Sonic is a Southern thing really. I have eaten at a number of Sonics all over this great nation, and I haven't found one above the Mason-Dixon Line that can make a proper coney and rings. 

I'm not a Sonic burger fan because since I was 8 they have the 5 for 5 at 5 on Monday, and by god we ate 'em every Monday.(#2 and #3s) Never failed. But when I do want a Sonic burger I get it plain. Meat and bun. The bun is buttered and toasted and adds just enough flavor to make the thin dry beef patty good.

I *love* a foot-long chilli cheese coney extra mustard and onions & and extreme tater tots (Shredded cheese,chilli,onions,ranch dressing(some sonics put sour cream),jalapenos on top of about a pound of tater tots.) Yes sir. :eat2:

Their slaw dogs and onion rings make my giant 44 oz cherry root beer weep.

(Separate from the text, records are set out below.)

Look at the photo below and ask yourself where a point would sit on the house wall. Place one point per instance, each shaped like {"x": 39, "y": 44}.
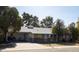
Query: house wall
{"x": 29, "y": 37}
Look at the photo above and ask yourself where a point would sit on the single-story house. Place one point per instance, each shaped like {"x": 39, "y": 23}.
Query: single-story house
{"x": 35, "y": 34}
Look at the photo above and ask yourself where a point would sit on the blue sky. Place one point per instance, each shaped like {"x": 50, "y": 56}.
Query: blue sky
{"x": 66, "y": 13}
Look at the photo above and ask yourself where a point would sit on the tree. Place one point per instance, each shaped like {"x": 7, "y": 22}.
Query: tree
{"x": 47, "y": 22}
{"x": 9, "y": 16}
{"x": 58, "y": 28}
{"x": 35, "y": 22}
{"x": 30, "y": 20}
{"x": 78, "y": 26}
{"x": 73, "y": 31}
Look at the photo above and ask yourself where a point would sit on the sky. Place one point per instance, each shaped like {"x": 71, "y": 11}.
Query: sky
{"x": 66, "y": 13}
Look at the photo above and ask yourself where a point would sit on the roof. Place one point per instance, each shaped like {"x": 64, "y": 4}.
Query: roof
{"x": 36, "y": 30}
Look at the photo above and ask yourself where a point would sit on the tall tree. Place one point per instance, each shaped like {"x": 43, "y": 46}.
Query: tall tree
{"x": 58, "y": 28}
{"x": 47, "y": 22}
{"x": 35, "y": 22}
{"x": 30, "y": 20}
{"x": 9, "y": 16}
{"x": 73, "y": 31}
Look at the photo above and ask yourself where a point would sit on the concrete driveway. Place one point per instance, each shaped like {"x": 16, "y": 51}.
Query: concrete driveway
{"x": 34, "y": 47}
{"x": 26, "y": 46}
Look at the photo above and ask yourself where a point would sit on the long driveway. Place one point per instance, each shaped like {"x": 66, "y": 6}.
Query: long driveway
{"x": 34, "y": 47}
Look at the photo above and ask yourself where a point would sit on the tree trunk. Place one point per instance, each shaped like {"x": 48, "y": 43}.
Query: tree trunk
{"x": 5, "y": 36}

Sometimes I get a grilled chicken wrap and motz sticks. Goes great with a real fruit slush lemonberry add cherry.

Dessert. Hot fudge sundae or a banana split.


----------



## blue_eyes (Sep 21, 2010)

Ok I grew up on Sonic and still love it.

Old Sonic menu - their Taco Salad was sooooo yummy but no longer have it and the hot fudge cake which they have removed as well

New Sonic menu - chili cheese fries or tots, frito chili pie, I get the footlong chili cheese coney without the hot dog (I know I'm weird), Sonic burger with mustard (sometimes I add chili and cheese), their $1 chicken strip sandwich is good too, the chili cheese frito wrap, any of the drinks or desserts lol

yes I think I like their chili a lil too much lol


----------



## Mishty (Sep 21, 2010)

blue_eyes said:


> Ok I grew up on Sonic and still love it.
> 
> Old Sonic menu - their Taco Salad was sooooo yummy but no longer have it and the hot fudge cake which they have removed as well
> 
> ...



Frito chili cheese wrap _ADD_ bacon. try it. really. :eat2:


----------



## bmann0413 (Sep 21, 2010)

Ooh, ooh, I love their bacon cheeseburger toaster... and their cheese tots! And their slushes!

... I was kinda hoping you were talking about Sonic the Hedgehog though.


----------



## blue_eyes (Sep 22, 2010)

What about hte BLT on Texas Toast and their Grilled Cheese


----------



## Mishty (Sep 22, 2010)

blue_eyes said:


> What about hte BLT on Texas Toast and their Grilled Cheese



Grilled Cheese and cheese tots = CHEEESY HEAVEN 


Remember the Grilled Ham-n-Cheese though, mmmm :eat2:


----------



## Fuzzy (Sep 22, 2010)

I think I already answered this thread....

foot long chili cheese coney...


----------



## Mishty (Sep 22, 2010)

Fuzzy said:


> I think I already answered this thread....
> 
> foot long chili cheese coney...



extra onions and mustard!!!


----------



## Fuzzy (Sep 22, 2010)

Mishty said:


> extra onions and mustard!!!



Gah... I can't rep Mishty! Why does this always happen to me?!?!


----------



## lalatx (Sep 22, 2010)

Been going to Sonic since I was a kid. 
We used to go every Halloween for 50 cent corny dogs when I was a kid. 
Now I really just go there for the drinks. I love crushed ice so I usually just get a cherry coke or a root beer. The sonic blasts and root beer floats are good to. 
Food wise meh its a bit to greasy for my tastes. I like there grilled chicken toasters, chili cheese tots, chicken strips and that's really about it.


----------



## Mishty (Sep 22, 2010)

lalatx said:


> Been going to Sonic since I was a kid.
> We used to go every Halloween for 50 cent corny dogs when I was a kid.
> Now I really just go there for the drinks. I love crushed ice so I usually just get a cherry coke or a root beer. The sonic blasts and root beer floats are good to.
> Food wise meh its a bit to greasy for my tastes. I like there grilled chicken toasters, chili cheese tots, chicken strips and that's really about it.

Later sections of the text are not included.